Penner signed a one-year contract with the Pittsburgh Penguins on August 18, 2006, splitting time with the Wilkes-Barre/Scranton Penguins and their ECHL affiliate, the Wheeling Nailers. After one season within the Penguins' organization, he was not tendered a qualifying offer and became a free agent at the conclusion of the season He then signed a one-year contract with the Colorado Avalanche, in which he was invited to training camp, but after a short stop in Lake Erie, he was eventually sent to Colorado's ECHL affiliate in Johnstown. Once reassigned Penner assumed a backup role to goaltender Ryan Nie.

Penner became a member of the Colorado Eagles in 2008. He went 30-6-3 in his first year with the Eagles, and led the Eagles to their fourth Governor's Cup in league history, but would eventually lose the President's Cup to the Arizona Sundogs four games to one.
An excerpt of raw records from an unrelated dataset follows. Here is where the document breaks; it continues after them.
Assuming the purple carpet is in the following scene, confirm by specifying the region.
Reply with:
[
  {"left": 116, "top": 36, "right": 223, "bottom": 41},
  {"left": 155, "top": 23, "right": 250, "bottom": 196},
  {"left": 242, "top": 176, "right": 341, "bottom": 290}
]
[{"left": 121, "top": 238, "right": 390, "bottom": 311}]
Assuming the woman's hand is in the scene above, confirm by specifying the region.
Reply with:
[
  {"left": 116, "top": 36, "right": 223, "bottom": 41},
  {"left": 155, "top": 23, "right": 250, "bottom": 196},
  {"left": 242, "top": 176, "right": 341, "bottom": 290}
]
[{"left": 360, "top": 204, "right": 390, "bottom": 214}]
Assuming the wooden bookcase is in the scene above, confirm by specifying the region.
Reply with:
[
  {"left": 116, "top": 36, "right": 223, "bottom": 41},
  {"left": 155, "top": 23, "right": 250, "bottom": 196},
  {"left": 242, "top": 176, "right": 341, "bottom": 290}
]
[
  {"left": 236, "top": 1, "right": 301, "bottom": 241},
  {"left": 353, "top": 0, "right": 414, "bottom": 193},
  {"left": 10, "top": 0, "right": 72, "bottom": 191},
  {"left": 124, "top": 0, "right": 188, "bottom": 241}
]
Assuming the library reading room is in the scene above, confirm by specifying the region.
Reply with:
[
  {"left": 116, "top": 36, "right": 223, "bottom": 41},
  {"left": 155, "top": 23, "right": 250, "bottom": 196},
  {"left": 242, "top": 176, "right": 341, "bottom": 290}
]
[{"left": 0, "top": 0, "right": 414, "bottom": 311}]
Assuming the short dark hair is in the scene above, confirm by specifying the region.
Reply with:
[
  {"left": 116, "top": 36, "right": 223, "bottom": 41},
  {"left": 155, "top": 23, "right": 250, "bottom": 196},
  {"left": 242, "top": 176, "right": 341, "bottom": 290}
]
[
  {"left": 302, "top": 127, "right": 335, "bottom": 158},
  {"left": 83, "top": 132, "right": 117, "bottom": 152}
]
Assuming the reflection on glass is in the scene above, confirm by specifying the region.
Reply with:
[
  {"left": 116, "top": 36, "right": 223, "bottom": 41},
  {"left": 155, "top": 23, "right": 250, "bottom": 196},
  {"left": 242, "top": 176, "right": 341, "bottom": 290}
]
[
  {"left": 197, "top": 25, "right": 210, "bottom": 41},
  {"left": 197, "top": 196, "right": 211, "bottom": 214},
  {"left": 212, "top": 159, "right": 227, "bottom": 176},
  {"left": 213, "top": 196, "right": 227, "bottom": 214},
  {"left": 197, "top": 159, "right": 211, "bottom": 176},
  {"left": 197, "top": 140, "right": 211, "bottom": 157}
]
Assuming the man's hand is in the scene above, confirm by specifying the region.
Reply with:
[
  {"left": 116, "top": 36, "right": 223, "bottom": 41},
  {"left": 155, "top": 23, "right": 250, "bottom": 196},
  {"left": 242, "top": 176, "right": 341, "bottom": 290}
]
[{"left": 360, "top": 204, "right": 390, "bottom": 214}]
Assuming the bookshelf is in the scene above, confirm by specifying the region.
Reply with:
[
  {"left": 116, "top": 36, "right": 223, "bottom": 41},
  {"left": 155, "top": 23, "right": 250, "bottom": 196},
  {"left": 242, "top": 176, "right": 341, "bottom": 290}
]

Penner was voted by his peers to be the CHL's Best Goaltender in the league's "Best Of The Best" poll. At the start of the 2010-11 CHL season, Penner was the franchise leader in goaltender wins (52), games played (75), and saves (2,074). He also holds the second-longest winning streak in franchise history with 11 wins, with former Eagles goaltender Tyler Weiman holding the record with 13 consecutive wins.

==Personal==
Penner has been married since the start of the 2009-10 season. Penner's younger brother Alex also played for the Colorado Eagles and had been his teammate since the start of the 2009-10 CHL season. Alex also played for the Johnstown Chiefs, but did not arrive until the 2008-09 ECHL season. Andrew was a member of the Chiefs during the 2007-08 ECHL season.

Alex and Andrew are not related to former NHLer Dustin Penner.

Penner is a commercial photographer, golfer, and golf writer.